With house and apartment price growth softening throughout Australia – and sliding backwards in both Sydney and Melbourne – many experts are saying this is a good time to buy an investment property.
And there’s another reason: wanting to leverage equity in the rest of a property portfolio. “For that segment of the market who have substantial equity in their existing property portfolio, now is the time to either use – or lose – their equity,” says Unikorn buyers agent, professional investor and educator Helen Tarrant.
“This is the most sensitive property market we’ve been in for a long time, with the fastest decline in house prices in Sydney, for instance, in almost 40 years.
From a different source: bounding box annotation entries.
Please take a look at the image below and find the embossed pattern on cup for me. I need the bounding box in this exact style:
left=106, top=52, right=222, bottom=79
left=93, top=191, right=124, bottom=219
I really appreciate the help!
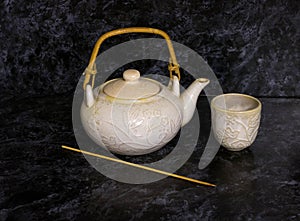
left=211, top=93, right=261, bottom=151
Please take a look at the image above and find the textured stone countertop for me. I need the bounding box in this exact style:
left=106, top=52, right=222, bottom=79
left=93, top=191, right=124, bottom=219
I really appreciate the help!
left=0, top=95, right=300, bottom=221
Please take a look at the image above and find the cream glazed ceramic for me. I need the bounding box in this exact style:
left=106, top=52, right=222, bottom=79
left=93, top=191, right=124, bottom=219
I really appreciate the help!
left=81, top=69, right=209, bottom=155
left=211, top=93, right=261, bottom=151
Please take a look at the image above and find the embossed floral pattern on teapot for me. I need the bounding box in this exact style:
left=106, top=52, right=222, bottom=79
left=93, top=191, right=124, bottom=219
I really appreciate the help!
left=81, top=28, right=209, bottom=155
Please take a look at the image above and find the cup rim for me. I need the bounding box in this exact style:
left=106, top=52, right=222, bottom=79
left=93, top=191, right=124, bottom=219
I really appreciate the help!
left=211, top=93, right=262, bottom=114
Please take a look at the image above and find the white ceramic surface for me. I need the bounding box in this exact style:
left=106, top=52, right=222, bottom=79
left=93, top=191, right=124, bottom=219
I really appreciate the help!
left=81, top=69, right=209, bottom=155
left=211, top=93, right=261, bottom=151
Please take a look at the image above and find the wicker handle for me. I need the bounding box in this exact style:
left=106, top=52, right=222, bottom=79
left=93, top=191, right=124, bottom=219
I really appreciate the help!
left=83, top=27, right=180, bottom=89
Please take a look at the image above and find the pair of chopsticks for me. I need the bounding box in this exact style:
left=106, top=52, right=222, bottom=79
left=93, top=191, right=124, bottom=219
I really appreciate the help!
left=61, top=145, right=216, bottom=187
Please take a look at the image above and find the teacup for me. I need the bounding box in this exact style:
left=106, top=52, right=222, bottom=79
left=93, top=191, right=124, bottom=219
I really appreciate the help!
left=211, top=93, right=262, bottom=151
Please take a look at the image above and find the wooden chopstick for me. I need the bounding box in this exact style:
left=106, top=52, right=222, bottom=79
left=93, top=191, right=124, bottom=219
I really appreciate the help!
left=61, top=145, right=216, bottom=187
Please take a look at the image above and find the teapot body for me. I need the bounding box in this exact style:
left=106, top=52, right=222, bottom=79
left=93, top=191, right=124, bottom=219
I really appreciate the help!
left=81, top=83, right=183, bottom=155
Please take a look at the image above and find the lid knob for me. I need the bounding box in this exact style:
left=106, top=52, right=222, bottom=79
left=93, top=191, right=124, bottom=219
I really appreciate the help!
left=123, top=69, right=140, bottom=81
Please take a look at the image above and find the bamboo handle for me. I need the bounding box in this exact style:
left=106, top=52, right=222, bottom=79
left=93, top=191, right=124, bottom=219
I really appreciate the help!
left=83, top=27, right=180, bottom=89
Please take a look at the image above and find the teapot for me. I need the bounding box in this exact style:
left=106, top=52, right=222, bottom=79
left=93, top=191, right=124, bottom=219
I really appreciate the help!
left=80, top=27, right=209, bottom=155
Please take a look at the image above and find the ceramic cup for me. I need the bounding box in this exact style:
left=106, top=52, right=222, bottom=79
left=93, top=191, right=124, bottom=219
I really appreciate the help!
left=211, top=93, right=261, bottom=151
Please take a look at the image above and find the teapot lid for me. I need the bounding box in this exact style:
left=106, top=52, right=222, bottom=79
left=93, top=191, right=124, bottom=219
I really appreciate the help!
left=103, top=69, right=161, bottom=99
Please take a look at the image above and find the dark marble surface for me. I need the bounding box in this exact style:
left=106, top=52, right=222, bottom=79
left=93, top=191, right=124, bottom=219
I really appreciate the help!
left=0, top=94, right=300, bottom=221
left=0, top=0, right=300, bottom=97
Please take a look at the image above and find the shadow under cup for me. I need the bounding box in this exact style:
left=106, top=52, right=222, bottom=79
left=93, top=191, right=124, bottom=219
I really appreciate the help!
left=211, top=93, right=261, bottom=151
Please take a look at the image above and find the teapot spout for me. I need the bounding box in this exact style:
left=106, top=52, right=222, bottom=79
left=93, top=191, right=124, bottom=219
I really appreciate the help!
left=84, top=84, right=95, bottom=107
left=180, top=78, right=209, bottom=126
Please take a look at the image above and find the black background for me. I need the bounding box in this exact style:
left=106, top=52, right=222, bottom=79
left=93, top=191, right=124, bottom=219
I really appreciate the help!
left=0, top=0, right=300, bottom=97
left=0, top=0, right=300, bottom=221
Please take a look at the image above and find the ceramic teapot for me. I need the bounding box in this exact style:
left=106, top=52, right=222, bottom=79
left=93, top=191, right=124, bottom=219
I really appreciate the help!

So, owners are best to use their equity now to refinance and support their debt, before it’s too late and they lose the equity they have accrued over time.
“Banks are changing how they service debt, and interest rates are going up, so this is the perfect time to think about the best way to support your property portfolio and think long term about your wealth creation strategy.”
Certainly, the Reserve Bank of Australia (RBA) is saying that interest rates have a way to go before they’ll stop being hiked upwards in a bid to curb the 6.1 per cent inflation rate, and recent rises have already slashed the size of mortgages buyers can take on by an estimated 20 per cent.
For investors, the RBA’s head of domestic markets Dr Jonathan Kearns says that could make it even harder. “Because the assessment rate also applies to any existing debt, the decrease in borrowing capacity is even larger for prospective borrowers who have existing debt.”
Interest rates have risen steadily over the past six months while price growth has declined. The median price for houses and apartments together fell in the combined capitals over the last quarter by 0.7 per cent, according to the latest Domain House Price Report.
The biggest price drop was for houses in Sydney – 2.7 per cent over the quarter – and in Melbourne, 0.9 per cent. Perth had the biggest fall in the median price for apartments of 1.1 per cent, with Sydney close behind at 0.6 per cent.
Propertybuyer chief executive Rich Harvey agrees investors should act now to maximise their equity opportunities. “If you want to access equity, do it now,” he urges. “You don’t want to wait until we’ve had more interest rate rises. Every 1 per cent they go up, borrowing capacity is reduced by 10 per cent.
“If you want to leverage and maximise your borrowing capacity, therefore, do it as soon as possible. There are already indications that price declines are slowing, while auction clearance rates are holding up, rents are on track to rise 20 per cent this year, and we’re about to receive a huge number of migrants who’ll all want somewhere to live. Act now!”
AMP Capital chief economist Dr Shane Oliver does sound a note of caution, however, to bear in mind future price falls. “But there is a case to say buy now because you can borrow more and, if you buy wisely, you aren’t going to see the value of your property decline,” he says.